The United Nations Educational, Scientific and Cultural Organization focuses on everything from teacher training to helping improve education worldwide to protecting important historical and cultural sites around the world. UNESCO added 28 new World Heritage Sites this year to the list of irreplaceable treasures that will be protected for today’s travelers and future generations.
The International Labor Organization promotes international labor rights by formulating international standards on the freedom to associate, collective bargaining, the abolition of forced labor, and equality of opportunity and treatment.
The Food and Agriculture Organization leads international efforts to fight hunger.
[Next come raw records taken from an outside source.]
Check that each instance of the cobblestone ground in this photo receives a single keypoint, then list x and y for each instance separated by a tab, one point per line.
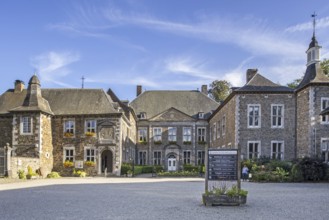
138	198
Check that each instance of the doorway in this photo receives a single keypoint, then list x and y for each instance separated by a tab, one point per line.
107	161
172	163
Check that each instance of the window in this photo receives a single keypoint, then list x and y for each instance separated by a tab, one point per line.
26	125
90	126
277	150
68	154
157	134
218	128
201	157
277	112
187	157
90	154
201	134
254	116
214	132
142	158
223	125
157	158
187	134
69	128
172	134
324	105
253	149
142	134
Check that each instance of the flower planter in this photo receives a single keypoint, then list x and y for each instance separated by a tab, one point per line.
223	200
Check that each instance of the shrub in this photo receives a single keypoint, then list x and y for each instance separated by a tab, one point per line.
68	164
125	167
53	175
21	174
190	168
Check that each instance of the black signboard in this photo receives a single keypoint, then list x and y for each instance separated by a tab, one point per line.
222	164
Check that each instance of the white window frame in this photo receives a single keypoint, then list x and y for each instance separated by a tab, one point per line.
218	129
187	155
324	140
90	126
68	156
214	129
172	134
254	117
142	134
324	118
281	153
223	125
90	157
142	157
201	154
187	134
202	134
157	134
26	121
67	129
156	159
275	118
258	149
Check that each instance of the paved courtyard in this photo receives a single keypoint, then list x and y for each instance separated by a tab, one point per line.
155	198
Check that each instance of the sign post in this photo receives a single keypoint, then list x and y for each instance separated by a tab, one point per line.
223	165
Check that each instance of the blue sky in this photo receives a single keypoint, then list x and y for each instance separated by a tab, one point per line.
159	44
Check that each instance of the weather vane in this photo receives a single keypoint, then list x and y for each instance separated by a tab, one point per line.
83	81
314	23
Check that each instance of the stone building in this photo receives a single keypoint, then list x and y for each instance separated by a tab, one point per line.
265	119
172	127
43	128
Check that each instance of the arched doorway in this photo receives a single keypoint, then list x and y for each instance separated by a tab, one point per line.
107	161
172	163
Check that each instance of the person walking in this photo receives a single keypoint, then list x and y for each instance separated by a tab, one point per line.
245	172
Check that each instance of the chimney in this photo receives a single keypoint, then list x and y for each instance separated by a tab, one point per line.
251	73
19	86
204	89
139	90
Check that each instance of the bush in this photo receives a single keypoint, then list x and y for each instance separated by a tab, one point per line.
21	174
53	175
125	167
190	168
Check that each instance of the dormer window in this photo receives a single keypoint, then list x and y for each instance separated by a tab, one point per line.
143	115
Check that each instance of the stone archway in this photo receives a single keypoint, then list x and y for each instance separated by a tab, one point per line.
107	161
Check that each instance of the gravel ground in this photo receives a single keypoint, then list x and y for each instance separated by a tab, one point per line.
154	198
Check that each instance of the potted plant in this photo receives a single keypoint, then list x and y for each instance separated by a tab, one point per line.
225	196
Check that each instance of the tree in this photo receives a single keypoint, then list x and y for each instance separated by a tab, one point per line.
219	90
325	67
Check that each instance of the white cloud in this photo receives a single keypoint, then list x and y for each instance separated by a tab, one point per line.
51	66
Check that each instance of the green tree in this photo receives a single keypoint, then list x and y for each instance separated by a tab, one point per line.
219	90
325	67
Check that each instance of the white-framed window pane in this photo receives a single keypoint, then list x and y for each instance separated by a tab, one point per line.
26	125
187	134
91	126
172	131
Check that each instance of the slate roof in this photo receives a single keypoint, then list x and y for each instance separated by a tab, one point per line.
189	102
261	84
313	74
62	101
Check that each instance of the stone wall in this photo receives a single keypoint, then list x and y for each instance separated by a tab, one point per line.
224	138
21	163
6	125
265	134
79	141
303	130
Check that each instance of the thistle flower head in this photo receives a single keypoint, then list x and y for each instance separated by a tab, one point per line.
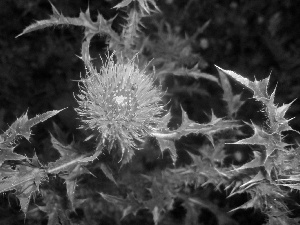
120	102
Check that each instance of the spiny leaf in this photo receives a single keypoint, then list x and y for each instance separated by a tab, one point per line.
161	199
166	137
260	88
25	180
6	153
128	205
259	159
144	5
21	127
68	160
107	172
233	101
54	209
168	144
249	204
59	19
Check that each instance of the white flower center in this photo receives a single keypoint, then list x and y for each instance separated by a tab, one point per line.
120	100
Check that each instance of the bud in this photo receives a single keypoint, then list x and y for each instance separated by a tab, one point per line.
121	103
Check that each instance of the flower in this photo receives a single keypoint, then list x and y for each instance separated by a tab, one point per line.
121	103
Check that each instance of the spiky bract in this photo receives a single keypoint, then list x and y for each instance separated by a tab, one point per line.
120	102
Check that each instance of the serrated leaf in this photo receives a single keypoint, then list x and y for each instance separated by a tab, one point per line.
166	137
233	101
161	199
25	180
249	204
21	127
144	5
258	161
128	205
54	209
193	72
107	172
6	153
165	144
59	19
260	88
69	158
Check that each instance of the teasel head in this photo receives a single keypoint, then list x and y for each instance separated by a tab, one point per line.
121	103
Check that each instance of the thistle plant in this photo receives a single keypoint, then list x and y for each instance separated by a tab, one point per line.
122	106
121	103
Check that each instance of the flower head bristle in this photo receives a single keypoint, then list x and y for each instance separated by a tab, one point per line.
120	102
It is both a forum for negotiating agreements between developing and developed countries and a source of technical knowledge and information to aid development.
The International Fund for Agricultural Development, since it was created in 1977, has focused exclusively on rural poverty reduction, working with poor rural populations in developing countries to eliminate poverty, hunger and malnutrition; raise their productivity and incomes; and improve the quality of their lives.
The Joint United Nations Programme on HIV/AIDS is co-sponsored by 10 UN system agencies: UNHCR, UNICEF, WFP, UNDP, UNFPA, UNODC, the ILO, UNESCO, WHO and the World Bank and has ten goals related to stopping and reversing the spread of HIV/AIDS.
The United Nations Office for Disaster Reduction serves as the focal point in the United Nations system for the coordination of disaster reduction.
The International Organization for Migration works to help ensure the orderly and humane management of migration, to promote international cooperation on migration issues, to assist in the search for practical solutions to migration problems and to provide humanitarian assistance to migrants in need, including refugees and internally displaced people.